At Nebelhorn, Gold debuted a long program that included something new for this season – vocal music with lyrics – even though in April she said she’d let other skaters play around with skating to lyrics before trying her own.
“I absolutely did not intend to use lyrics this year,” Gold said. “But [my team] had cut this piece of music for me, and they had fallen in love with it. They played it for me, and I was still unsure, even when I got on the ice to choreograph. We had a couple of backup ideas. But as soon as I started moving to it, I started to fall in love with it.”
But the most surprising of all?
“It really shocked me that [Coach] Frank [Carroll] loved it, because I thought that he wouldn’t be into lyrics at all,” Gold said of her coach, whom she calls “legendary” and has been part of the sport since the 1950s.
Not everyone will share Carroll and Gold’s disposition toward her medley from Andrew Lloyd Webber’s Phantom of the Opera. The 19-year-old knows that.

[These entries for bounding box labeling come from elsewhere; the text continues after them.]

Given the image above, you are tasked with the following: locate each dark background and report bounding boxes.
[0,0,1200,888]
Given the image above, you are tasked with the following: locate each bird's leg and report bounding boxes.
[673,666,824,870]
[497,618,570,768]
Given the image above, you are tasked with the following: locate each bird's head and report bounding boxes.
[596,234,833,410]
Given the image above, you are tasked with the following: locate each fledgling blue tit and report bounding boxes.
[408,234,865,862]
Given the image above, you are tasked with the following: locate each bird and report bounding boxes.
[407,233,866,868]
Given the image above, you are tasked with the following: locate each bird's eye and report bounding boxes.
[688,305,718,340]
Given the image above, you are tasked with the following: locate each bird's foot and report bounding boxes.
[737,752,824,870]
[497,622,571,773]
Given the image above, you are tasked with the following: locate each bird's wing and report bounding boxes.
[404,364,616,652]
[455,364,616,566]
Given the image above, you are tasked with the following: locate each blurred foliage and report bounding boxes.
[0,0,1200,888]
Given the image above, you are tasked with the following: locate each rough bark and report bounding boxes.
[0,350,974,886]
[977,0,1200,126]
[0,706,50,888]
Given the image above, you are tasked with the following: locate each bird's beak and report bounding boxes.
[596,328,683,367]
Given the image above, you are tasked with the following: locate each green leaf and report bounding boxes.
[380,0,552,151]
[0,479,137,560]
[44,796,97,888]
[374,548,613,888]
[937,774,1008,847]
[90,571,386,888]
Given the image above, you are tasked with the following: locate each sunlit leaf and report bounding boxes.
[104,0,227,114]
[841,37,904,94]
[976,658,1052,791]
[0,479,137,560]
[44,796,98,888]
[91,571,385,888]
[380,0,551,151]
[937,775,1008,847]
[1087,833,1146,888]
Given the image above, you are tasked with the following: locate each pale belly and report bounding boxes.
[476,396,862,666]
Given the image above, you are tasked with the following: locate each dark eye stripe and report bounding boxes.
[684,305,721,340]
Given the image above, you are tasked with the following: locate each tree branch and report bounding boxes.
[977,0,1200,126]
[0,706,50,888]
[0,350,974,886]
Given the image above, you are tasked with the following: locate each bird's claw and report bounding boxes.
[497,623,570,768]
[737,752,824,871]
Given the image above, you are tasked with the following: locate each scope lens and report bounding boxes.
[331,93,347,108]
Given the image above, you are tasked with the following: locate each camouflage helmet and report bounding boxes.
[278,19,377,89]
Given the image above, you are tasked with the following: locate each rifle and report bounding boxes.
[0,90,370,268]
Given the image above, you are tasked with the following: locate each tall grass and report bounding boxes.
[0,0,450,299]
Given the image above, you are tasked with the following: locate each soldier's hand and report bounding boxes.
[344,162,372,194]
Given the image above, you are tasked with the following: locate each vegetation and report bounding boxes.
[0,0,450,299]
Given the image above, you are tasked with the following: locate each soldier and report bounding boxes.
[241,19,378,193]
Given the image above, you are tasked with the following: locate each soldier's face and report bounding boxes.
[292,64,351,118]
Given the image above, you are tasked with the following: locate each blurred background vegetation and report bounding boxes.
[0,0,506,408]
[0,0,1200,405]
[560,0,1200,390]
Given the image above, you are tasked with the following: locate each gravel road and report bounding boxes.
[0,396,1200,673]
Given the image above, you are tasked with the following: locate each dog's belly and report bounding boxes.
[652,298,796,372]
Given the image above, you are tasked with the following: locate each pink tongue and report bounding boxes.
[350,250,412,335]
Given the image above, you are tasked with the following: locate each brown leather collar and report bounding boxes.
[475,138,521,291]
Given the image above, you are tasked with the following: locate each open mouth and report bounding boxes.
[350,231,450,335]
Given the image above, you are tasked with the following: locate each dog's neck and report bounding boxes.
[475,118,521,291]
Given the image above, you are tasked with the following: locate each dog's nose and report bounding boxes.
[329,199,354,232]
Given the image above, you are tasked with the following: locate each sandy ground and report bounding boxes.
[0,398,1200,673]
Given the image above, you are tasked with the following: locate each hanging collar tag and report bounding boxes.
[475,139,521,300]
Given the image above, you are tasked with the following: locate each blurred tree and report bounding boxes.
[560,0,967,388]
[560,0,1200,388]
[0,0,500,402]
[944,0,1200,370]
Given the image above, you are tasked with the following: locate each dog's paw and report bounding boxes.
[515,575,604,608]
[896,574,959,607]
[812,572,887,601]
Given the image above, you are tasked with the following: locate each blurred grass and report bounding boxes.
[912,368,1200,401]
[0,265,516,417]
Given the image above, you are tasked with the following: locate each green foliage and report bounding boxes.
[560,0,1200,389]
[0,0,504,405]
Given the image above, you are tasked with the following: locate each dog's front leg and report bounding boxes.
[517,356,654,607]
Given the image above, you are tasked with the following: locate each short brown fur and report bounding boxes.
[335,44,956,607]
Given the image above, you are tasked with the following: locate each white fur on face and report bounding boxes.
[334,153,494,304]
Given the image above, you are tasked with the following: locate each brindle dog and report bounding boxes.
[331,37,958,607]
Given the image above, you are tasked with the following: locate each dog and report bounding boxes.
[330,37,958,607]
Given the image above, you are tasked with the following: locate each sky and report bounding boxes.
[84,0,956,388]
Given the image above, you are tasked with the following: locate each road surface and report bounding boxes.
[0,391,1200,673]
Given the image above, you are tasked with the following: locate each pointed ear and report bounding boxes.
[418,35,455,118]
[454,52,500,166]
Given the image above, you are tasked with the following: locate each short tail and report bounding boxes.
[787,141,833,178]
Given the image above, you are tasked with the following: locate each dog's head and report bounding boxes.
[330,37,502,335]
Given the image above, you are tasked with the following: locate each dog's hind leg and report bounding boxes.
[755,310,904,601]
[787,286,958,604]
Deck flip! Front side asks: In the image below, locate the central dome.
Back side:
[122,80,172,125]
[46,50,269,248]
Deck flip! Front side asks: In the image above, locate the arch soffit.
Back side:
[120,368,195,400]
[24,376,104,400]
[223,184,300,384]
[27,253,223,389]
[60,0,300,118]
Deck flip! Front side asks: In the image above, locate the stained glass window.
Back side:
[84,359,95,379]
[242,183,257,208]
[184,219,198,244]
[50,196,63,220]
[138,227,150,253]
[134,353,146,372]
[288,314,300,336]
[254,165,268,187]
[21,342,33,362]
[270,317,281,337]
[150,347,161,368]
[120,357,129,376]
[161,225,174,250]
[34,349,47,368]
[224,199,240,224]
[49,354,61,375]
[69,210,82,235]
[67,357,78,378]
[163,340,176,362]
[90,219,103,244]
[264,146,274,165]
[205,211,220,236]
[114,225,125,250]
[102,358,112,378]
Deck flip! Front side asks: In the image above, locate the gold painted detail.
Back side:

“Competing is definitely rooted in tradition, but I like [lyrics],” Gold said. “I don’t think of it as a crutch. I actually think it can help enhance the program. But I know that traditionalists will never quite accept lyrics the way they like their classical music.”
Gold also has added stability this season. She left her Illinois base in August 2013 and moved to the Golden State to work with Carroll one month later. “A California convert,” Gold said she’s looking at potential colleges — Loyola Marymount, UCLA and USC.
She’ll go back to her native Illinois next week for the first of her two Grand Prix season assignments at Skate America, where she hopes to be more confident than in Germany two weeks ago.
“Not every competition is the Olympic Games,” Gold said. “I just need to relax and have a little more fun with competing.”
A lot of the points Gold missed at Nebelhorn were lost from technical scoring. The goal for Skate America is to get some back through her jumps.
“Frank and I are really working on the consistency of the triple Lutz-triple toe,” she said. “So even if the triple Lutz is a little off, that cat-like ability to land on your feet and snag a triple toe.”
And of course, with Yuna Kim and Mao Asada – leaders the past two Olympic cycles – out of the picture this season, Gold has a clear path to move up. She has her eye on competition from Russia and Japan.
Gold is the only woman in the Skate America field who finished in the top eight at the Olympics or the World Championships one month later.
But she will not be an overwhelming favorite, given the presence of two-time reigning World Junior champion Elena Radionova, who was too young for Sochi but finished second at last year’s NHK Trophy event in Japan, two spots ahead of Gold.
“It’s a different field [overall this season], but I think that I’m ready for it,” Gold said. “I can be in the top. There will be no more than three Russians that I have to face per competition, so not all of them at one time.”